Resident Feature

Northgate High School Seniors

Reflect on Missing the End of Their Senior Year

Grace Decker:

“As freshmen, sophomores and juniors, the class of 2020 sat on the sidelines as the seniors announced their college decisions, threw up their graduation caps, and moved on without looking back, knowing that one day it would be their turn. But these promises were cut short by the quarantine, and seniors are stuck at home without a proper ending to their biggest collective change yet, with no smooth transition to adulthood in sight. As I sit at home and watch TV, read books, and draw, I know how lucky I am to be living comfortably while thousands of people across the world are dying and struggling with the ramifications of the coronavirus. Still, it feels unfair to be robbed of the things I have waited my entire life for. But clearly, as the news tells us every day, the world can be an unfair place, but that doesn’t stop people from living. While it hurts to lose so many once in a lifetime moments, I’m grateful that not being able to throw up my graduation cap is my biggest problem in the cruel age of the coronavirus.”

Matthew Giesecke:

“The subsequent events of the introduction of COVID 19 have left my peers and I emotionally conflicted. We understand that we are more than blessed to be safe and in good health, while families across the globe are left saying their last words to their loved ones on the other side of a glass window. However, we can’t help but find ourselves disheartened for how our senior year has concluded. Events such as Ball, Graduation, and senior trips that we have been planning and been looking forward to for years are all but a faint thought to move past from now. At first the idea of not attending a graduation didn’t seem too bad, as who really wants to sit in the blazing sun for hours on end and listen to what most likely would be a long and predicted graduation speech. Nevertheless, I realized that this ceremony is something that I greatly desire. My grandparents are really like second parents to me, but age is catching up to them. I wish to look out into the crowd to see their faces illuminated in joy from the pride and love they have for me, as there is no guarantee that they will be at my next.
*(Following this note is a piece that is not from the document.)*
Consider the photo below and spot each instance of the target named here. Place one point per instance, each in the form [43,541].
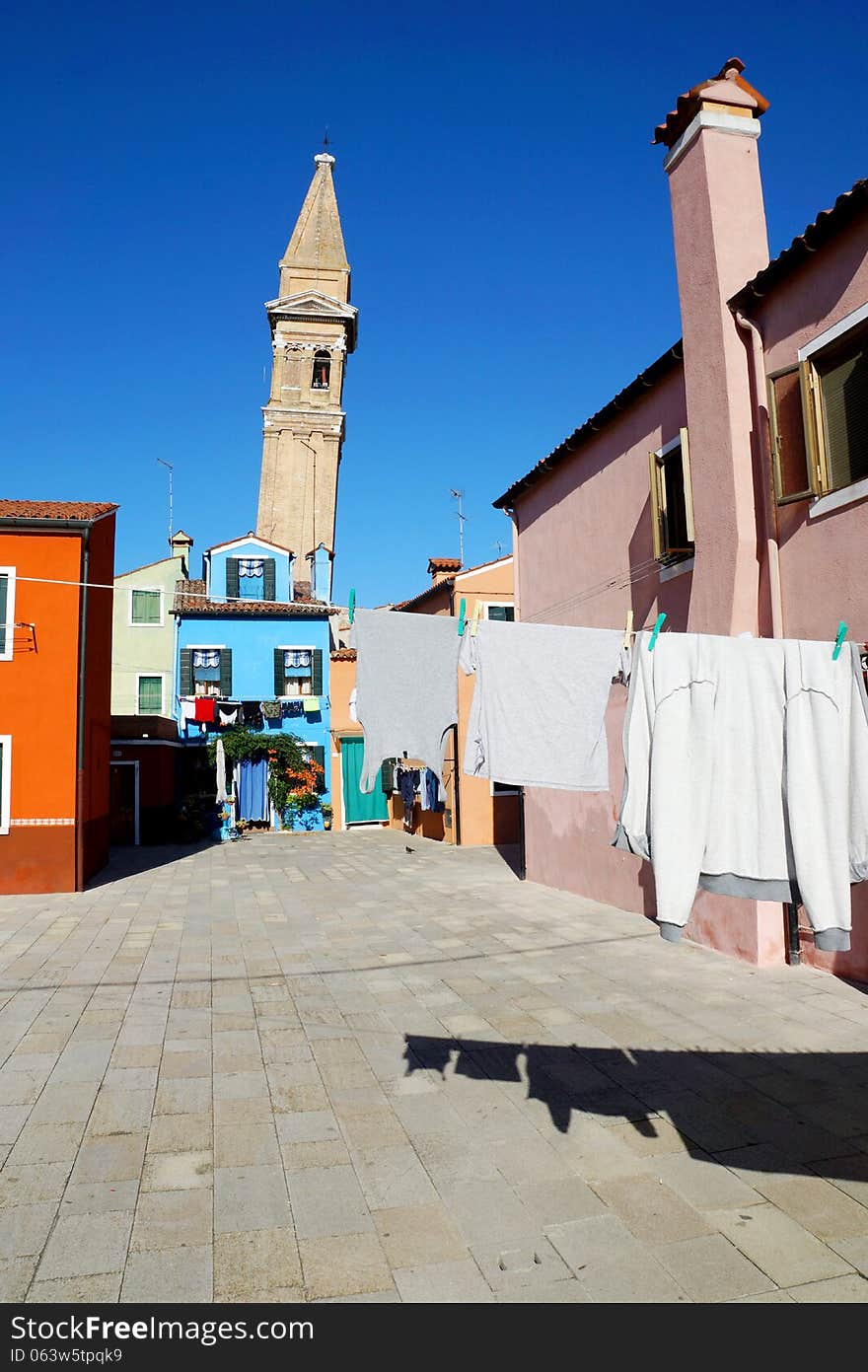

The mere notion of not having the moment to create this everlasting memory brings a sense of pain and sorrow to my heart. Instead, my mom, brother and I will celebrate graduation with a backyard bbq. Lastly, the absence of time to cherish the last few months I have with my friends and as a senior at Northgate has eradicated the feeling of closure that I would much desire before I commence what is to be my freshman year at USC.”

Isabel Vladerama:

“Quarantine has been an emotional roller coaster from the beginning. I didn’t know my last day of school would be the last, which is why it’s been so difficult to keep a positive mindset. It’s also been upsetting to hear so many events I’ve been looking forward to most likely won’t be happening, such as ball and graduation. Although right now it seems like there’s more negatives than positives, this quarantine has taught me to be a lot more grateful for everything in my life. I’ve gotten to spend more time with my family and focus on myself, which has been a nice for a change.”

Piper Christensen:

“Quarantine has made me realize how privileged I am because it has truly been the worst thing that has ever happened to me. That being said, it doesn’t mean I don’t have a right to be sad about losing all the “rights of passage” events every other person I know has had. I am constantly thinking about all the things that could have been and am worried that it will not only affect my senior year but my freshman year at college as well. I have lost all energy to do anything productive since I am stuck at home and lost a lot of the things I had been looking forward to my whole life. While I still have hopes for real graduation to take place, I plan on having a barbecue with my family to celebrate either way. If real graduation does not happen, I fully intend to wear my cap and gown at the barbecue and have my mom take pictures of me throwing my cap into the air.”